他動的ROMex、理学療法、漸増レジスタンストレーニング。
通常ケアグループ:臨床チームから要請があってから、平日に理学療法を実施。
SRTグループの介入日数は、他動的ROMexが中央値8日(IQR5-14)、理学療法は5日(3-8日)、漸増レジスタンストレーニングは3日(1-5日)
通常ケアグループで、理学療法を行った日数の中央値は1日(0-8日)
【主なアウトカムと評価】
評価のタイミング:ICU入室時、退院時、2.4.6ヶ月後
プライマリーアウトカム:入院日数(LOS)
セカンダリーアウトカム:人工呼吸器装着日数、ICU日数、SPPBスコア、SF-36、Functional Performance Inventory (FPI) score,、MMSE、握力、ハンドヘルドダイナモメーターの筋力
【結果】
300人をランダム化
LOS:SRTグループ10日(6-17日) vs 通常ケアグループ10日(7-16日)

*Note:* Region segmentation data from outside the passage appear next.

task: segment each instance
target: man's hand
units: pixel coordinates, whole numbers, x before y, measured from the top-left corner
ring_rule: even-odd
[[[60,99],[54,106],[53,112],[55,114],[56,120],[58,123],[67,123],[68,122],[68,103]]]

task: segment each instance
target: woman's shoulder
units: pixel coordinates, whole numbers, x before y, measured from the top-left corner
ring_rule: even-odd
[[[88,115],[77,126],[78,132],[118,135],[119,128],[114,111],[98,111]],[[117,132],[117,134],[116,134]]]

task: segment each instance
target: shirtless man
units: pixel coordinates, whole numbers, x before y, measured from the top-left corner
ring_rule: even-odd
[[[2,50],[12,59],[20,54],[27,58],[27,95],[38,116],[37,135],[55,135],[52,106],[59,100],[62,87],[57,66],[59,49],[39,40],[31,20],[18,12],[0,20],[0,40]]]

人工呼吸器装着日数とICU日数は、グループ間で差はなし。
6ヶ月後に差がなかった項目:握力、ハンドヘルドダイナモメーターの筋力、SF-36精神ドメイン、MMSEスコアに差はない
6ヶ月後にSRTグループが高かった項目:SPPBスコア(difference, 1.1 [95% CI, 0.04 to 2.1, P = .04)、SF-36身体ドメイン(difference, 12.2 [95% CI, 3.8 to 20.7], P = .001)、FPIスコア (difference, 0.2 [95% CI, 0.04 to 0.4], P = .02).
【考察】
急性呼吸不全でICUに入院した患者において、SRTは、通常ケアと比べてLOSを短縮しなかった。
・SRTプロトコル
運動の種類:他動的ROMex、理学療法、漸増抵抗運動
他動的ROMex:上下肢の関節を5回ずつ動かす。
理学療法:離床、移乗練習、バランス練習
抵抗運動:背屈、膝屈伸、股関節屈曲、肘屈曲伸展、肩屈曲。抵抗はセラバンドを使用。
頻度:リハビリチーム(PT、nurse、看護助手)によって、週7回、入院中毎日、セッションを3回にわけて介入
理学療法と抵抗運動は患者の達成できるようなレベルで実施。
患者が耐えられない場合は、3セッションとも他動的ROMexのみ。